Litigation counsel should maintain a running log of outstanding undertakings given and received in every file. An undertaking buried in correspondence and forgotten can expose the lawyer to unexpected liability and disciplinary risk.
Best Practices for Managing Undertakings
Do
- Give undertakings only in writing
- Use standard form undertakings where available
- Confirm only what you personally can deliver
- Maintain a docketed undertaking log in every file
- Set calendar reminders for undertaking deadlines
- Communicate immediately if performance is at risk
- Obtain client funds in trust before undertaking discharge
- Confirm undertakings received in writing to avoid ambiguity
Avoid
- Oral undertakings without written confirmation
- Undertakings conditioned on client performance
- Undertakings where you lack authority or funds
- Non-standard undertaking language from opposing counsel without review
- Releasing trust funds before undertaking is fulfilled
- Assuming time extensions without written agreement
- Delegating undertaking fulfillment to staff without supervision
- Treating undertakings as negotiating leverage rather than firm commitments
Undertakings and Malpractice Risk
Solicitor undertaking breaches generate significant professional liability exposure beyond LSO discipline. The receiving party — whether another lawyer, their client, or a lender — may have a direct cause of action for breach of the undertaking as a contractual obligation or for negligent misrepresentation.
Lenders in particular have pursued lawyers who failed to discharge prior mortgages after giving undertakings to do so. The lender's mortgage sits in second position behind an outstanding first charge — a direct consequence of the undertaking breach — giving rise to damages claims for the full loss in value of the security.
Lawyers' Professional Indemnity Company (LAWPRO) coverage extends to undertaking-related claims but subject to policy terms, exclusions, and deductibles. Prevention — by maintaining rigorous undertaking management practices — is far preferable to relying on coverage after the fact.
Frequently Asked Questions
What is a solicitor undertaking in Ontario?
A solicitor undertaking is a personal promise by a lawyer — made in their professional capacity — to do or refrain from doing something. Undertakings are binding obligations enforceable by the Law Society of Ontario and by the courts, separate from any client instruction.
Is a lawyer personally liable on an undertaking?
Yes. A solicitor undertaking is the personal obligation of the lawyer who gives it, not their client. The lawyer remains liable even if the client fails to perform, revokes instructions, or becomes insolvent.
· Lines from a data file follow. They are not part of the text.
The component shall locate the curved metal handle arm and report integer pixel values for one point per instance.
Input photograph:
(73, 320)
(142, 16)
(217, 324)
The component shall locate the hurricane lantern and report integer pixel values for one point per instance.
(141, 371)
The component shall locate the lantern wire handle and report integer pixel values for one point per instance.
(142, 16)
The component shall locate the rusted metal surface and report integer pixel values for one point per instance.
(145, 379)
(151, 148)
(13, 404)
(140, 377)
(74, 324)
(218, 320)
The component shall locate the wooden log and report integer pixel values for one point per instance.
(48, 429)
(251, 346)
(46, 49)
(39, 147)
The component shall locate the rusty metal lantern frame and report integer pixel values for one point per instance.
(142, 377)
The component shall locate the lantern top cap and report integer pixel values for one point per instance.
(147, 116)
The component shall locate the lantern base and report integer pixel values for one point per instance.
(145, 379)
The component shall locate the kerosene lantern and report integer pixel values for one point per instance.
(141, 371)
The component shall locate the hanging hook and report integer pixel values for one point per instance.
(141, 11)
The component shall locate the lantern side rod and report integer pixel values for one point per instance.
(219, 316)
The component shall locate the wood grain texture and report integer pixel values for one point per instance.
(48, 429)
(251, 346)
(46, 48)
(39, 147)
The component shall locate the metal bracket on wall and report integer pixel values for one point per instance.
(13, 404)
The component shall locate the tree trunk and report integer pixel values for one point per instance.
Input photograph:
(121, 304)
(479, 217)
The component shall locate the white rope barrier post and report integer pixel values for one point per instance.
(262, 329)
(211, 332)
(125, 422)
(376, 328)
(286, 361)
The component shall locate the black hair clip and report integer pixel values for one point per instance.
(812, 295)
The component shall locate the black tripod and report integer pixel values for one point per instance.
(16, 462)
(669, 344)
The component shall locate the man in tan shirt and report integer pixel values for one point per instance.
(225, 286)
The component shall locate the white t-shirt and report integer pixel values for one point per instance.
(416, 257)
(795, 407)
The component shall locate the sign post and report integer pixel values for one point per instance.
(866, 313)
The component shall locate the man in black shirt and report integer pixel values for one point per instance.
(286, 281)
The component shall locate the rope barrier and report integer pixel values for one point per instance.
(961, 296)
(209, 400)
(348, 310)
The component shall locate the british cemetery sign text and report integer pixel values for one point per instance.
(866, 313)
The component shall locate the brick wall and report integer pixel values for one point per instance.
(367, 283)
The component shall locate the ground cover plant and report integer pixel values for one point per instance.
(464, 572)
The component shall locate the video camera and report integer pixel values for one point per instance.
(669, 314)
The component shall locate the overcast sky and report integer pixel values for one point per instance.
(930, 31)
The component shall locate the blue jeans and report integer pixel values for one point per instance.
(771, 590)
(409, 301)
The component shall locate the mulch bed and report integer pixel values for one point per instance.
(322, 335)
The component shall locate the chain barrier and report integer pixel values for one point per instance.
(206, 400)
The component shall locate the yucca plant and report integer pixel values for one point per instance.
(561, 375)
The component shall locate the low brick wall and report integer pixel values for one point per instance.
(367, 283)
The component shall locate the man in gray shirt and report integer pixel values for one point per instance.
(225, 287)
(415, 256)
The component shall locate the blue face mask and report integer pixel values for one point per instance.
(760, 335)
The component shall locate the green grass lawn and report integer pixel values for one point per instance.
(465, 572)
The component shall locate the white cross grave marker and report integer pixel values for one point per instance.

Courts enforce undertakings directly against the giving lawyer.
What happens if an Ontario lawyer breaches an undertaking?
Breach of an undertaking is professional misconduct under the Law Society Act and the LSO's Rules of Professional Conduct. The LSO can impose discipline including reprimand, suspension, or disbarment. Courts can also hold a lawyer in contempt or order specific performance of the undertaking.
Can a solicitor undertaking be conditional?
Yes, but conditions must be clearly stated and within the lawyer's control to fulfill. If a condition is outside the lawyer's control — such as a client's future action — the undertaking may be unenforceable as originally framed. Lawyers should avoid giving undertakings conditioned on client performance.